Acute leukemia patient’s preferences for treatment outcomes
Obtaining a better understanding of the treatment outcomes that matter to people living with acute leukaemia can be useful to guide drug discovery, inform the appraisal of new treatments, and the development of managed access or outcomes-based payment schemes. To date, however, little quantitative preference research has been conducted in this context. This study could help to inform future treatment reimbursement decisions.
The overall aim of this study is to better understand the aspects of treatment that matter most to different groups of acute leukaemia patients. This evidence will help inform the evaluation of treatments now and in the future.
More specifically, the objectives are to:
- Better understand relative importance of different aspects of leukaemia treatments and their outcomes to individuals with acute leukaemia
- Better understand and characterise the heterogeneity in patients’ preferences based on observed patient characteristics.
- Support future health technology assessments and promote access to future treatment options, based on the aspects that matter most to patients.
We will administer a discrete choice experiment (DCE) to elicit the preferences of people with acute leukaemia. DCEs involve presenting respondents with a set of choice tasks. Each choice task will involve the respondent choosing between two treatment options (or an opt-out option), which will be described using a set of attributes (treatment characteristics) with varying levels. In order to develop the attributes and levels of the DCE, qualitative research will be conducted with patients to understand the treatment characteristics of greatest importance. Once the attributes and levels are finalised, an experimental design will be produced alongside a broader online survey, which will be pilot tested and then subsequently launched.
Age: 18+ y.o
All acute leukemias
ALAN is running one study in patients who are relapsed/ refractory and another study in newly diagnosed patients.
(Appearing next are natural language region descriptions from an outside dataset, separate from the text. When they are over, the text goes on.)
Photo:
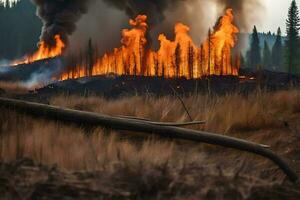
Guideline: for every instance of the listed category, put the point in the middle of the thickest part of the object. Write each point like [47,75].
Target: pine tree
[254,54]
[191,60]
[277,52]
[292,43]
[266,56]
[90,58]
[177,60]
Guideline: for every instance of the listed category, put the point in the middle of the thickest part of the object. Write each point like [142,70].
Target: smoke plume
[59,17]
[155,9]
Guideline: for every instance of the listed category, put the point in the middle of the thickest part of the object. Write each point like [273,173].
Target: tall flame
[44,51]
[178,58]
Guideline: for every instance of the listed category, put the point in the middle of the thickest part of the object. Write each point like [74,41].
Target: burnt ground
[111,86]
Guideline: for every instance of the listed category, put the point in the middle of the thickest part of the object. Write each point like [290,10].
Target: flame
[44,52]
[178,58]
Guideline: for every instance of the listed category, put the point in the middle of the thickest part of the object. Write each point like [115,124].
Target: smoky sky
[155,9]
[59,17]
[103,20]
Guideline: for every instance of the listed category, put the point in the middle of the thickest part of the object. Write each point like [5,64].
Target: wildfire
[44,52]
[178,58]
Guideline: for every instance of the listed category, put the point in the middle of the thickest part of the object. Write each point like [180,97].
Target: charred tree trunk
[91,119]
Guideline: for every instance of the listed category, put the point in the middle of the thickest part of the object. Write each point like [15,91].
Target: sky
[275,15]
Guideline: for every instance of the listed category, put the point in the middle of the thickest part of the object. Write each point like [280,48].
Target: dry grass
[269,118]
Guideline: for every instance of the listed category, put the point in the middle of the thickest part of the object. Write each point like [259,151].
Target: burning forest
[177,58]
[140,99]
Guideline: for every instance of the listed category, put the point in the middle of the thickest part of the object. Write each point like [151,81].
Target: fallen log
[178,124]
[117,123]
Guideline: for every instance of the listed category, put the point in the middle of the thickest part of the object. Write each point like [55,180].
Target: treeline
[19,30]
[284,54]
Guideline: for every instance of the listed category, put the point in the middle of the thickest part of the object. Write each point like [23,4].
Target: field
[46,159]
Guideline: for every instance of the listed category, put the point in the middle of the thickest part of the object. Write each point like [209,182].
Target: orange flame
[44,52]
[178,58]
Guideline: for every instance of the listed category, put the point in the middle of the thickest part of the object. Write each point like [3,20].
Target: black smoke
[59,17]
[155,9]
[152,8]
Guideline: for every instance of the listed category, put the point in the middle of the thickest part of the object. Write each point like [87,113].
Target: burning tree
[178,58]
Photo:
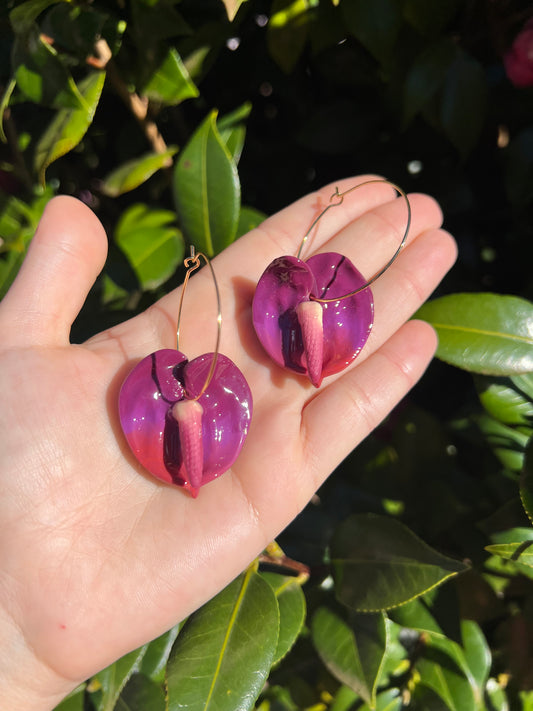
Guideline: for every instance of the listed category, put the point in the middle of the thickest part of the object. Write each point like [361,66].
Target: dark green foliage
[410,577]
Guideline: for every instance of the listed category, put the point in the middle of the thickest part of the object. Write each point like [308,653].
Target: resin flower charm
[304,319]
[179,437]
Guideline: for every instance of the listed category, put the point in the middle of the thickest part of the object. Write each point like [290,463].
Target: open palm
[96,556]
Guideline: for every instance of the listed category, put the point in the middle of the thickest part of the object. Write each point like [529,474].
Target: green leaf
[232,7]
[207,190]
[507,443]
[376,25]
[113,678]
[291,601]
[69,126]
[23,16]
[436,612]
[157,653]
[483,333]
[41,75]
[389,700]
[141,694]
[344,699]
[497,696]
[353,650]
[3,106]
[75,701]
[151,242]
[477,656]
[223,654]
[508,400]
[426,76]
[379,563]
[526,481]
[135,172]
[249,219]
[170,84]
[442,668]
[521,552]
[464,95]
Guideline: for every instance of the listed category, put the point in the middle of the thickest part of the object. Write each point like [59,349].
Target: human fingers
[368,227]
[65,256]
[349,408]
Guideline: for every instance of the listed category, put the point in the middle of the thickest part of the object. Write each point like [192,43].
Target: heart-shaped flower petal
[178,438]
[295,335]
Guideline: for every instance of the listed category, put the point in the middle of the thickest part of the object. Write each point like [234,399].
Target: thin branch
[138,105]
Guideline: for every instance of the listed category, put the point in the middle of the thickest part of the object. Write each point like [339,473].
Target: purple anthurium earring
[186,421]
[314,317]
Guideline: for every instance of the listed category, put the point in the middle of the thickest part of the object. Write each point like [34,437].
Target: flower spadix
[186,421]
[301,323]
[178,437]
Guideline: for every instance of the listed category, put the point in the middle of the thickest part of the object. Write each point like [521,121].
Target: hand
[96,556]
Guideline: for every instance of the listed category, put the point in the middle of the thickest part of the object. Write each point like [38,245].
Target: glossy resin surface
[346,323]
[146,402]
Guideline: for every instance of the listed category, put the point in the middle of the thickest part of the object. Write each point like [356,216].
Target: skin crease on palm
[96,556]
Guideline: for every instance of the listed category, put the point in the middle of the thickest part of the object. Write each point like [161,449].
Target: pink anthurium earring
[314,317]
[186,421]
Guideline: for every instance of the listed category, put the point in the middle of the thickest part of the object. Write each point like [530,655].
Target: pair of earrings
[186,421]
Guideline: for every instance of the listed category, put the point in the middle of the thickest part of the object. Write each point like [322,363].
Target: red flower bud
[518,61]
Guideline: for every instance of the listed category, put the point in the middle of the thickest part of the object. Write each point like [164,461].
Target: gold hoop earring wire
[340,197]
[193,263]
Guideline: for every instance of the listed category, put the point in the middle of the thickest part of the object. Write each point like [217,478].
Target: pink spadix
[304,319]
[309,314]
[188,415]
The data generated by the choice experiments will be analysed using statistical models, to estimate the impact of changes in attribute levels on respondent utility or satisfaction.
We will also explore how the utility of different attribute levels differs by respondent characteristics and disease experience (preference heterogeneity).
The primary deliverable will be a written report for the study sponsor, which will form the basis of a manuscript for submission to a peer-reviewed journal.